2. Calculate Average Nucleotide Identity (ANI)

Steps:

  • Use the ANI Calculator tool available at https://www.ezbiocloud.net/tools/ani.

  • Compare two genomes from /home/compgenomics/pangenomics/genome_assemblies/.

    Question: Are they the same species?

  • Compare any genome in genome_assemblies with the genome at /home/compgenomics/pangenomics/other_genomes/another_genome.fna.

    Question: Are these genomes from microorganisms in the same species, genus, or family rank?


3. Identify Open Reading Frames (ORFs) with Prokka

Command:

$ for x in /home/compgenomics/pangenomics/genome_assemblies/*.fna; do \
      prokka --kingdom Bacteria --prefix `basename $x` \
             --outdir prokka/`basename $x`.prokka $x; \
  done
  • Prokka may take several minutes to complete.

  • Precomputed results are available at /home/compgenomics/pangenomics/prokka.

    Question: How many proteins (coding sequences) are detected in each genome?
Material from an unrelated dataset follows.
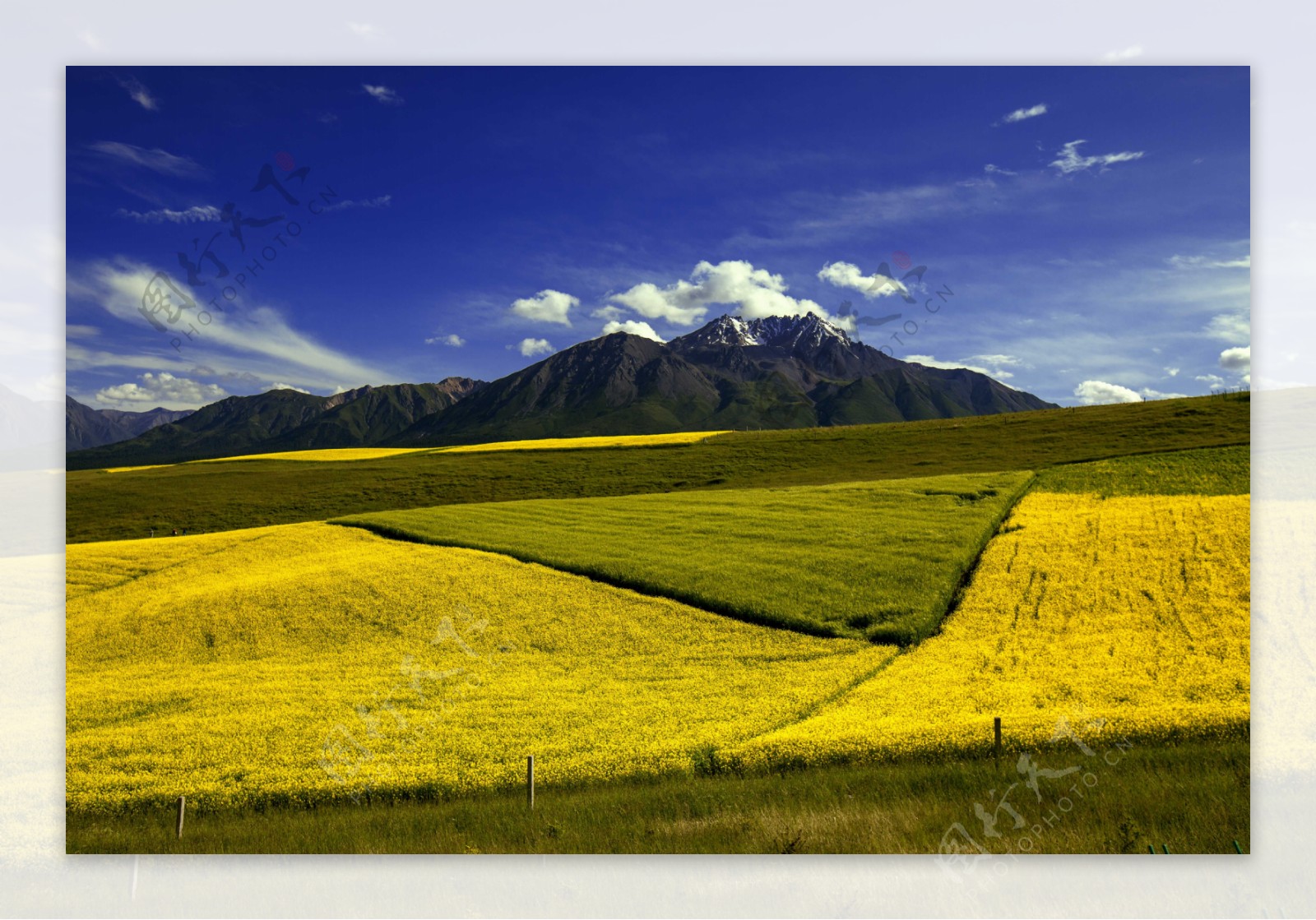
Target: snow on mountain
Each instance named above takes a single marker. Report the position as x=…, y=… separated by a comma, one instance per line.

4. Cluster Proteins into Families

  1. Concatenate protein sequences into a single file:

    $ cat /home/compgenomics/pangenomics/prokka/GCA*/*.faa > all_proteins.faa
  2. Create an MMSeqs2 database:

    $ mmseqs createdb all_proteins.faa all_proteins.db
  3. Cluster proteins with minimum coverage of 30% and identity of 20%:

    $ mmseqs cluster -c 0.3 --min-seq-id 0.2 all_proteins.db clustering.db tmp
  4. Convert clustering results into a TSV format:

    $ mmseqs createtsv all_proteins.db all_proteins.db clustering.db clustering.tsv

    Questions:

    • How many clusters did you find?
    • How many singletons are there?
    • How many families could be considered part of the core pangenome?
    • What is the effect of varying identity and coverage thresholds? Try a stricter parameter set (e.g., 75% identity).

    Discussion: Refer to the MMSeqs2 documentation. How would you modify the approach to cluster metagenomic sequences?


5. Phylogenetic Classification (optional)

Objective: Build a phylogenetic tree to determine if the problem genomes belong to the same species and identify the species.

Steps:

  1. Identify (at your choice) one or various clusters of conserved core homologous proteins among the six genomes analyzed in the previous section.
  2. Use BLAST to compare these sequences against the reference proteomes at /home/compgenomics/pangenomics/other_proteomes.faa.
  3. Retrieve homologous sequences from reference proteomes (you can use the extract_seqs_from_blast_result.py script from previous exercises)
  4. Build a multiple sequence alignment and construct a phylogenetic tree for each of the selected clusters.

Tasks:

  • Visualize the tree.
  • Interpret the results to determine:
    • If all problem genomes belong to the same species.
    • The species or genus these genomes belong to.